Traunstein/Ruhpolding (kd). Der Tod des Vaters nach schwerer Krankheit brachte einen mittlerweile 30-jährigen Handwerker im August 2008 völlig aus der Spur. Er landete im Bezirksklinikum in Gabersee. Für die Beerdigung des Vaters durfte er die Klinik verlassen, konsumierte jedoch Medikamente und Alkohol. Am Abend schaffte ihn seine Familie ins Krankenhaus Ruhpolding. Dort drehte er ganz durch, misshandelte eine Krankenschwester, ging auf eine Ärztin los und verletzte sich beim flüchtenden Sprung aus vier Metern Höhe selbst. Das Amtsgericht Traunstein verhängte nun wegen fahrlässiger Körperverletzung und vorsätzlichen Vollrauschs eineinhalb Jahre Freiheitsstrafe mit Bewährung.
Nach seiner damaligen Einlieferung die Klinik Ruhpolding hatte der 30-Jährige randaliert. Zunächst beleidigte er eine Krankenschwester. Diese rief eine Ärztin zu Hilfe. Die Medizinerin versuchte, den renitenten Patienten, der unbedingt weg wollte, zu beruhigen. Das gelang nicht. Da drohte sie mit der Polizei. Der Angeklagte, der an dem Tag auch noch Geburtstag hatte, wollte die Flucht ergreifen, drückte die Ärztin dabei gegen einen Schrank. Zwischenzeitlich unternahm die Krankenschwester den Versuch, die Balkontür zu verschließen. Als der Mann das merkte, packte er die Frau am Hals und drückte sie zu Boden. Er drehte ihr dabei die Luft ab und drohte: „Ich erwürge Dich, Du Schnalle“. Dem Opfer, das sich nach Kräften wehrte, wurde schwarz vor Augen.

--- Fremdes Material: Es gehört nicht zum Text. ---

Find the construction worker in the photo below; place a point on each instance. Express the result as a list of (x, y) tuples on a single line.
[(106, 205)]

Vor noch weitaus schlimmeren und lebensbedrohlichen Folgen bewahrten sie die Ärztin und eine Schwesterkollegin, die den Angreifer mit vereinten Kräften wegzogen.

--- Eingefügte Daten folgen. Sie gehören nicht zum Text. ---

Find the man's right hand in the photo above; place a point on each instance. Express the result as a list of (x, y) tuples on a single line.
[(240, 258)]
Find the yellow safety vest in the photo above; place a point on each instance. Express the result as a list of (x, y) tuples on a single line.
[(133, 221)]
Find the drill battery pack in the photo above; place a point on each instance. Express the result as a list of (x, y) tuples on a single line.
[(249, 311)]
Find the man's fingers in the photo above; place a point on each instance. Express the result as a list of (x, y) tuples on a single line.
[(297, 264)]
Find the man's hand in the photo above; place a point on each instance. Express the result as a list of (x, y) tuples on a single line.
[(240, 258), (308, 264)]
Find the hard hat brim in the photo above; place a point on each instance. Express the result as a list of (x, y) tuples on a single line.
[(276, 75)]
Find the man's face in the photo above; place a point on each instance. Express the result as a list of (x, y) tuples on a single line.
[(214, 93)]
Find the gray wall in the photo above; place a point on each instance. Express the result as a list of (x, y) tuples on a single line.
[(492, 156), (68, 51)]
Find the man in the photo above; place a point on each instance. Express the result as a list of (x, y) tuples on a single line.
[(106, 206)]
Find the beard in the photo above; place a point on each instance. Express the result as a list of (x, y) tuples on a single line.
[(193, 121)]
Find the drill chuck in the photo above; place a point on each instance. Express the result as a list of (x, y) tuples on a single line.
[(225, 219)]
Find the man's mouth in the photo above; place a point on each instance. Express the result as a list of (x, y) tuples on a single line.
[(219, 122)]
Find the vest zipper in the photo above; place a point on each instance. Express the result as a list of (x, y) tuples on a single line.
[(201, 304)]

Der 30-Jährige konnte sich erneut losreißen und trat mindestens zehn Mal auf die Krankenschwester ein. Die Tritte trafen Rumpf-, Bauch- und Beckenbereich. Die anderen beiden Frauen konnten den tobenden Patienten ein weiteres Mal wegreißen von seinem Hauptopfer – das schließlich bei dem Wurf mit einem Stuhl durch den 30-Jährigen gerade noch beiseite springen konnte. Der Angeklagte selbst verletzte sich bei dem folgenden Sprung vom Balkon im Beinbereich und leidet bis heute an den Folgen. Die Krankenschwester trug ein multiples Kopf-Hals-Trauma, Schluckbeschwerden, Heiserkeit und Schmerzen an Hals, Wirbelsäule und Ohr davon, dazu noch mehrere schwere Prellungen. Die zweite Schwester erlitt eine Schulterprellung und einen Bluterguss.

Im Juni 2009 stand das Verfahren erstmals auf dem Sitzungsplan des Amtsgerichts. Mehrmals platzten Termine aus verschiedenen Gründen. Unter anderem ordnete der inzwischen verstorbene Richter Herbert Pickenhan ein psychiatrisches Gutachten für den 30-Jährigen an. Das Ergebnis: Erheblich verminderte Schuldfähigkeit zur Tatzeit durch die Mixtur aus Medikamenten und Alkohol war nicht auszuschließen. Das kam dem nicht vorbestraften Handwerker bei der Strafzumessung zu Gute.

Andererseits, so Staatsanwalt und Gericht, hatte er sich vorsätzlich in einen Rauschzustand versetzt. Der Anklagevertreter plädierte auf 22 Monate mit Bewährung, während Verteidiger Stefan Conrads aus Traunstein Freispruch, hilfsweise im Fall der Verurteilung eine deutlich mildere Strafe von etwa einem halben Jahr mit Bewährung beantragte.